# Rip off??



## 100784 (Aug 30, 2006)

Recently took my van, not yet a year old to the local dealer for some warenty work, had been reporting that the gas was taking longer and longer to flow (after turning bottle off whilst travelling and on again on arrival at site) They said it was the regulator at fault and replaced it under warrenty. Joy of joys! However I was charged £70 because during the replacement a leak was found in the system. Told leaks were not covered under warrenty. Never really established where the leak was! Had me over a barrel as they said they would cap the gas off if I did not have the work carried out by them whilst there that day! A rip off I wondered??


----------



## 98452 (Apr 2, 2006)

Now that is a rip off :!:


What poor PR :roll:


----------



## StAubyns (Jun 4, 2006)

I would say that a gas leak is definitely covered by the warranty - well mine was anyway

I would not be a happy bunny if that had happened to me

Geoff


----------



## KeiththeBigUn (Oct 3, 2007)

I would have expected that the gas supply to be included in the warranty. I certainly would ask to see where it states explicitly in the warranty that it is not covered and take it from there.

Also if they sold you the van I would have thought that they would have fixed it as a measure of good will.
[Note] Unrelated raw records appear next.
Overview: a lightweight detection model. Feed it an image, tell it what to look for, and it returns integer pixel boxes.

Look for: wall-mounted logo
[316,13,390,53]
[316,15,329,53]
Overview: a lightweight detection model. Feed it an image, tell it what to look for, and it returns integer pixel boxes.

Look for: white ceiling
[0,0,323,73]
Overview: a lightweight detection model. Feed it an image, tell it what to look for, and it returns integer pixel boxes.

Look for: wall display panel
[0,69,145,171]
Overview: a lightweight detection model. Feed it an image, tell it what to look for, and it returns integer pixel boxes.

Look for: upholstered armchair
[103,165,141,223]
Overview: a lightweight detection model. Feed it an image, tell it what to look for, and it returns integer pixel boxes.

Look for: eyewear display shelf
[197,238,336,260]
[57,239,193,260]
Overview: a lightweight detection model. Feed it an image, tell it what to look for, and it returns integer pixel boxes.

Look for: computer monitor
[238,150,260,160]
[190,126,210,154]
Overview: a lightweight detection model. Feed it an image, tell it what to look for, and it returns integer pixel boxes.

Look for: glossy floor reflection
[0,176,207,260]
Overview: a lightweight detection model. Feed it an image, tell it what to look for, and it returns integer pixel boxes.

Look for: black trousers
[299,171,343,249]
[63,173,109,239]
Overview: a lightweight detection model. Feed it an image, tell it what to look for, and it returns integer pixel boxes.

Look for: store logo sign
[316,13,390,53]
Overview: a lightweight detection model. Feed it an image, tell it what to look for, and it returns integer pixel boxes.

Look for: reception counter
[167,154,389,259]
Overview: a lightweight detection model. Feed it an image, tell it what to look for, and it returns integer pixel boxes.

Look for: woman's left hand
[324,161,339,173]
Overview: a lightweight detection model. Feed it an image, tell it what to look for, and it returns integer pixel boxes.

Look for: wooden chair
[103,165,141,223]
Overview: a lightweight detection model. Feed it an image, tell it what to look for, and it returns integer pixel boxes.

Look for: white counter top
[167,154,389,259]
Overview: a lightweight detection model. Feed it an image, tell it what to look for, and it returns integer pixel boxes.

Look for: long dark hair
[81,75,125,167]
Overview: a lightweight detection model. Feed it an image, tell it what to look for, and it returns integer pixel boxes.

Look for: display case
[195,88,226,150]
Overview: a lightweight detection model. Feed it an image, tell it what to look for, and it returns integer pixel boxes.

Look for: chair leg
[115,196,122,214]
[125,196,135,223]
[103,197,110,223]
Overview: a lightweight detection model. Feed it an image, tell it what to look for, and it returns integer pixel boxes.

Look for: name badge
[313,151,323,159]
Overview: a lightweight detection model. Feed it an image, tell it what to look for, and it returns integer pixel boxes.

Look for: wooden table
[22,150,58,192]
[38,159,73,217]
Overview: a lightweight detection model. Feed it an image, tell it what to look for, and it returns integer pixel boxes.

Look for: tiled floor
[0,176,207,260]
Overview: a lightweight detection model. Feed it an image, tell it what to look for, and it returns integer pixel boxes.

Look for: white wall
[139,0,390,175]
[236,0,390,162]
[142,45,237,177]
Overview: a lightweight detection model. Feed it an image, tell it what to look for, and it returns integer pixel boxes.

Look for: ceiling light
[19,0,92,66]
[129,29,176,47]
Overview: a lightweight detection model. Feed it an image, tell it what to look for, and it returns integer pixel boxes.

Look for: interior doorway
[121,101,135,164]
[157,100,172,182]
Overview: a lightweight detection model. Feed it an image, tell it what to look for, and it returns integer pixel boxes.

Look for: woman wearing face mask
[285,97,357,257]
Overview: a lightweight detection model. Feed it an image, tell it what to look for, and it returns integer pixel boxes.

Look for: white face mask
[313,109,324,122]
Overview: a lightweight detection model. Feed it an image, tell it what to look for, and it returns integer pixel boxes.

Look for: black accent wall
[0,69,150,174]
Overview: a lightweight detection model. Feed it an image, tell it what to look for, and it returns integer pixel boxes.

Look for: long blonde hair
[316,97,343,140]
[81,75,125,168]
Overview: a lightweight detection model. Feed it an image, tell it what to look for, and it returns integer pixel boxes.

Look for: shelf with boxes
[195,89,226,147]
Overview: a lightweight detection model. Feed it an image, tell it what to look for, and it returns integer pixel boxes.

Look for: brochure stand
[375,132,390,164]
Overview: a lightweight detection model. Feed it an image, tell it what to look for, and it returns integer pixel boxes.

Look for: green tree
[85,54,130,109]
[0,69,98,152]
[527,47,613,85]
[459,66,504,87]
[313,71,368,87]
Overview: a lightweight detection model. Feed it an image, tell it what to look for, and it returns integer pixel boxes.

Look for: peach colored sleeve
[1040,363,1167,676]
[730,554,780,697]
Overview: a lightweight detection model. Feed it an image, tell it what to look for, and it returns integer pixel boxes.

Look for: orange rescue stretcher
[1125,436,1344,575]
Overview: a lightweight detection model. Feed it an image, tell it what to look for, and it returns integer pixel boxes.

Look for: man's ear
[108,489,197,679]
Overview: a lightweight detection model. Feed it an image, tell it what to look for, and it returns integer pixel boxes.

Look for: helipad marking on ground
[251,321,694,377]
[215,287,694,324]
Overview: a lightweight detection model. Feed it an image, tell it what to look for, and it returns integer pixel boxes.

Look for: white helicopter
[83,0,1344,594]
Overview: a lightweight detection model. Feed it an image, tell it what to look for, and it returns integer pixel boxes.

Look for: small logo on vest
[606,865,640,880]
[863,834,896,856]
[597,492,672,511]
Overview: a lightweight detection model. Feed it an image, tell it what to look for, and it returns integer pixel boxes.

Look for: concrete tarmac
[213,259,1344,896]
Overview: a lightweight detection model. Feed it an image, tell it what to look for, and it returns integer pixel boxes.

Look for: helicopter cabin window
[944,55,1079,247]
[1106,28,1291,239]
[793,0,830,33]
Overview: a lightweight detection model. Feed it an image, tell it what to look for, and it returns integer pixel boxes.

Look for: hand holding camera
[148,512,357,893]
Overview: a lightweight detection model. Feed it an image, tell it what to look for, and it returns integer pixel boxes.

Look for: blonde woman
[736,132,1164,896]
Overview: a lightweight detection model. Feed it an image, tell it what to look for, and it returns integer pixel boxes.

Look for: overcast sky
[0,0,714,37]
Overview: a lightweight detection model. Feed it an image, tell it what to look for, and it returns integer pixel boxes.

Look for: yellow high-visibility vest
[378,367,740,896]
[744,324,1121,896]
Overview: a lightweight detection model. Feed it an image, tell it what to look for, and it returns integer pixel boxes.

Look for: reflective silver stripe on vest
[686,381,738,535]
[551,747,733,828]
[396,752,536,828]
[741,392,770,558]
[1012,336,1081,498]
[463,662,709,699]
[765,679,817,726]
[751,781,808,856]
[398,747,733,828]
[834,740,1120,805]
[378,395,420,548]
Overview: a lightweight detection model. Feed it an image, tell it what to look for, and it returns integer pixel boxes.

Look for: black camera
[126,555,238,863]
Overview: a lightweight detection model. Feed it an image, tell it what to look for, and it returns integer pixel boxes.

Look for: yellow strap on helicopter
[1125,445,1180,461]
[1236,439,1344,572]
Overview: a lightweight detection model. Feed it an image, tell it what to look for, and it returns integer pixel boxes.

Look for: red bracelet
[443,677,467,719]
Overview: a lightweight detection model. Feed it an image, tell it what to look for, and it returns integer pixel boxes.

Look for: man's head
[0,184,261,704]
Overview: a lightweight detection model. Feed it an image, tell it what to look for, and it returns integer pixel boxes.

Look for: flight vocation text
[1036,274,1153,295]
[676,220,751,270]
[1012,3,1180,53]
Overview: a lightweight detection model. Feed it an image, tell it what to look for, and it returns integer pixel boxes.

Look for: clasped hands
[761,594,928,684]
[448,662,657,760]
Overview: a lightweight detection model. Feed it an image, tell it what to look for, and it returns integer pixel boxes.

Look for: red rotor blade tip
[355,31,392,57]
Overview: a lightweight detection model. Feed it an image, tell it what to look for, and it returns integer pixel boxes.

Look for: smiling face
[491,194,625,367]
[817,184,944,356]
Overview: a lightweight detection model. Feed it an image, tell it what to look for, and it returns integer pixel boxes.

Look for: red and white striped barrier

It does sound a bit of a rip off though.


----------



## grumpyman (Sep 24, 2006)

http://www.motorhomefacts.com/ftopicp-322055.html#322055

Have a look at his may assist you as swift now own Autocruise.


----------



## 100784 (Aug 30, 2006)

Thanks GM 
Scanned though it just made me more angry. Will read later!


----------



## tonyt (May 25, 2005)

So who was this local dealer?


----------



## chrisjrv (May 7, 2007)

Please name the dealer involved so that we all know who it is, including them!
Regards,
Chris V


----------



## JohnsCrossMotorHomes (Jul 21, 2007)

stickey said:


> Please name the dealer involved so that we all know who it is, including them!
> Regards,
> Chris V


Doubt if they will ever read it!

I will respond tomorrow, when I have had a chat with Glenn, our Service Manager.

At first glance seems strange to me as it is part of the habitation 'build'

Standard gas regulators are peanuts anyway, we sell them for £5-99p upwards.


----------



## Spacerunner (Mar 18, 2006)

To get back to the original post. Did you know that there is a problem with a residue leeching out of the rubber (?) gas pipes that link the regulator to the gas bottle. This could well be the cause of the original problem, and from what I can remember the gas/regulator/dealer or whoever were replacing the affected regulators free of charge.


----------



## JohnsCrossMotorHomes (Jul 21, 2007)

mickwardley said:


> Recently took my van, not yet a year old to the local dealer for some warenty work, had been reporting that the gas was taking longer and longer to flow (after turning bottle off whilst travelling and on again on arrival at site) They said it was the regulator at fault and replaced it under warrenty. Joy of joys! However I was charged £70 because during the replacement a leak was found in the system. Told leaks were not covered under warrenty. Never really established where the leak was! Had me over a barrel as they said they would cap the gas off if I did not have the work carried out by them whilst there that day! A rip off I wondered??


Hi Mick,

As promised, I have spoken to my Service Dept and as far as they are concerned, the gas leak if it had been brought into us, would have been fully covered under the Swift Warranty irrespective of where the MH had been purchased and no charge would have been made.

There is a 'warning' about rubber gas pipes 'leeching' if that was where the gas was leaking from but thats a ten minute job fitting a new rubber from the regulator to the HM pipework and would still have been free of charge.

If the leak was inside the MH, it would still have been under warranty and fixed, no charge.

As regards the Swift extended second and third year warranties, we interpret those conditions with common sense.

All our habitation and mechanical services are carried out on a 'fixed price' menu clearly displayed in Service Reception.

e.g Habitation: £99 plus parts and VAT
Mechanical: £135 plus parts (oil, filters and mechanical parts if required)

Regards


----------



## citroennut (May 16, 2005)

JohnsCrossMotorHomes said:


> mickwardley said:
> 
> 
> > Recently took my van, not yet a year old to the local dealer for some warenty work, had been reporting that the gas was taking longer and longer to flow (after turning bottle off whilst travelling and on again on arrival at site) They said it was the regulator at fault and replaced it under warrenty. Joy of joys! However I was charged £70 because during the replacement a leak was found in the system. Told leaks were not covered under warrenty. Never really established where the leak was! Had me over a barrel as they said they would cap the gas off if I did not have the work carried out by them whilst there that day! A rip off I wondered??
> ...


ouch  last service by mercedes was £117 all in 

simon


----------



## cabby (May 14, 2005)

Well come on then, who was the offending dealer.

cabby


----------